Moderación trap
Sus movimientos eran mínimos, me atrevería a decir que delicados, pero mostraban al mundo una actitud desafiante
Soy un usuario habitual del metro de Barcelona. Lo pillo a todas horas, me gusta leer en él y últimamente he desarrollado la parafilia de escribir. Saco la libreta y hala. Cuando salgo algún sábado por la noche ya no vuelvo tan tarde como hace años, pero siempre me dan la una, una y media. El metro va lleno y se nota claramente quién sale y quién retira. Me fascina volver en metro sin tener que esperar al primero de la mañana, como hace décadas. El sábado pasado, sobre la una, en el trasbordo de Diagonal me fijé en un chico joven, delgado como una caña y moreno como Cristiano Ronaldo, que se movía con andares chulescos, la cintura de los tejanos muy baja y la barbilla un poco alzada, el punto justo para mostrar altivez, pero sin llegar a la soberbia. Supongo que me fijé en él porque su móvil expelía una banda sonora que no supe identificar. Veníamos de la línea verde y coincidimos de pillar la azul en dirección a Vall d’Hebron. Una vez en el andén, entramos en el convoy por la misma puerta que el chico y que una familia numerosa de turistas alemanes, con cuatro hijos. Sólo la madre y el chaval encontraron asiento. Tenía su aquel observar las diferencias. Ella, tensa, se sentó sin apoyar la espalda, con el culo en un extremo del banco. Él, relajado, se sentó cómodamente a su lado, pero sin hacer manspreading ni invadir espacio ajeno. Quieto en su trono subterráneo, pude fijar sus atributos reales.

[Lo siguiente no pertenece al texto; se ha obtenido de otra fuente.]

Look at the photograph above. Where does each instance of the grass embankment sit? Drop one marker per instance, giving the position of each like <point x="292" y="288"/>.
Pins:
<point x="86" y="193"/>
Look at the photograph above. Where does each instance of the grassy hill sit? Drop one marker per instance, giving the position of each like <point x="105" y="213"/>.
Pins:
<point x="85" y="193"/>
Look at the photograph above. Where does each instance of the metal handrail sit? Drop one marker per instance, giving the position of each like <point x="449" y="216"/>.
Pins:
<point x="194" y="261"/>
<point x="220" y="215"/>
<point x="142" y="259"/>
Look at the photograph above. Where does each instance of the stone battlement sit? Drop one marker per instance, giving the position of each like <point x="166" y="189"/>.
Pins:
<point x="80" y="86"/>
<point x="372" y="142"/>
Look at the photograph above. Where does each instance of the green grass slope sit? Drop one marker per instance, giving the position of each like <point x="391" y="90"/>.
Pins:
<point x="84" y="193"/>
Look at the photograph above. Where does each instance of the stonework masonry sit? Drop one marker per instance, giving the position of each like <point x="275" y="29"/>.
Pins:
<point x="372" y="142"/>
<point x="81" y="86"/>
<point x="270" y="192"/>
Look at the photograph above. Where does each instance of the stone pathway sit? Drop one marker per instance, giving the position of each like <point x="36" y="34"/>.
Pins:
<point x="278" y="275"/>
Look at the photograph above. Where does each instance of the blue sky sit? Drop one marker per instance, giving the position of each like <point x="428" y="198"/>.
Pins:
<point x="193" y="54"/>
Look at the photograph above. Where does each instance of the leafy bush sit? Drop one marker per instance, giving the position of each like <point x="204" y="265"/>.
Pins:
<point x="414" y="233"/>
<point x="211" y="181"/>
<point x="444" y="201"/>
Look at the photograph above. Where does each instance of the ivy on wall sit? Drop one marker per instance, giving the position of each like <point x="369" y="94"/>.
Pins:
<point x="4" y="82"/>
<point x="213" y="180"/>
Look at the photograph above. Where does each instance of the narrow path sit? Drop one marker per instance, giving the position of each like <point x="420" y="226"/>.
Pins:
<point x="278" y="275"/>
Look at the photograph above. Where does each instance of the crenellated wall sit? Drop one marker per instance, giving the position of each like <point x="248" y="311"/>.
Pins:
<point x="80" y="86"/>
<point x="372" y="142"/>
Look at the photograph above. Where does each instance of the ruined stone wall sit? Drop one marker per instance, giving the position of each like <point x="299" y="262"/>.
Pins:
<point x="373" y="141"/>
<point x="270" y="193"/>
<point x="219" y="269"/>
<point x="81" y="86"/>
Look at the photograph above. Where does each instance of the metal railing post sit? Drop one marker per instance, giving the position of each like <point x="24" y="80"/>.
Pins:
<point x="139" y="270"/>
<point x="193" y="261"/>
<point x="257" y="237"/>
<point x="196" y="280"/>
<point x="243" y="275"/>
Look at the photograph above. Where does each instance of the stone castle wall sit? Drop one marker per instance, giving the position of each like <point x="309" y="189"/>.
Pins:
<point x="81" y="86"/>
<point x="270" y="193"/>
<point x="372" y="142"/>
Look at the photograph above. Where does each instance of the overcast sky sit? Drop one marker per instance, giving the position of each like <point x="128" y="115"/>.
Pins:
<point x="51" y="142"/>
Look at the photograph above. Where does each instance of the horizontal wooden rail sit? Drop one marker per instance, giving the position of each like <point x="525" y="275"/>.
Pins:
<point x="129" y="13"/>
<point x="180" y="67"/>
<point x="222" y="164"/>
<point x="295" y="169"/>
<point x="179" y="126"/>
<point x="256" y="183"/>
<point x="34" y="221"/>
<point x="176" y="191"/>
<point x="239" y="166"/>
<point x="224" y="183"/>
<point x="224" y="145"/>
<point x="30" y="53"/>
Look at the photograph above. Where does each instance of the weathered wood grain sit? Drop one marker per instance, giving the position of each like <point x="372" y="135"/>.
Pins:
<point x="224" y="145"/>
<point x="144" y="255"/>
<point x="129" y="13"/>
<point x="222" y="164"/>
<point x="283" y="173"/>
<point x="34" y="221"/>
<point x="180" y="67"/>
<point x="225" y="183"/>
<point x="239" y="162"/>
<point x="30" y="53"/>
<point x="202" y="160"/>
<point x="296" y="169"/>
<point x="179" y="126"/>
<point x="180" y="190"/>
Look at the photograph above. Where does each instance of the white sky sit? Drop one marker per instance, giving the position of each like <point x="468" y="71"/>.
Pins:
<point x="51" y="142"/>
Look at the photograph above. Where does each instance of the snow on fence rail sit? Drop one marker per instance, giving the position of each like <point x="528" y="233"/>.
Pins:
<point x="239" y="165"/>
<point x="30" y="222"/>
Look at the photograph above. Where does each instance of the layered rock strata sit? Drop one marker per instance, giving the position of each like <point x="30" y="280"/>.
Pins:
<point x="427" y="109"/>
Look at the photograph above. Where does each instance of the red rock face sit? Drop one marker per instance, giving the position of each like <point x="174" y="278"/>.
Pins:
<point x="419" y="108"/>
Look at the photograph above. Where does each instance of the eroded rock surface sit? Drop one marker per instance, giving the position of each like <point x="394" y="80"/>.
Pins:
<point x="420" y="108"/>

La mano derecha acogía el móvil, que seguía emitiendo música trap, a un volumen audible pero discreto, difícilmente condenable por exceso de decibelios. No sabía dónde colocar una especie de cilindro opaco que debía contener alcohol y se lo metió entre las piernas, para no invadir el asiento de la alemana. Con los dedos de la mano izquierda sostenía la colilla de un cigarrillo liado, que bien podía ser un porro, pero que no humeaba. Lo llevaba apagado. Siguiendo el ritmo de su música, jugueteaba con la cremallera de una riñonera de la que sacaba y metía diversos elementos rectangulares, un carnet de identidad, billetes, una tarjeta, un paquete de Camel. Que llevase cigarrillos parecía corroborar que la colilla liada era de porro. Sus movimientos eran mínimos, me atrevería a decir que delicados, pero hechos para mostrar al mundo una actitud desafiante. Me fijé en que los dos hijos mayores de la familia alemana intercambiaban algún comentario, ininteligible por volumen y por léxico, pero no demasiado difícil de descifrar por el lenguaje corporal que gastaban. El reyezuelo del metro no se daba por aludido, pero seguía con su coreografía minimalista. En Sagrada Família bajaron los alemanes y algo iluminó el rostro del chaval. Les miró por la ventana y les dedicó una peineta. Luego siguió escuchando trap a volumen moderado.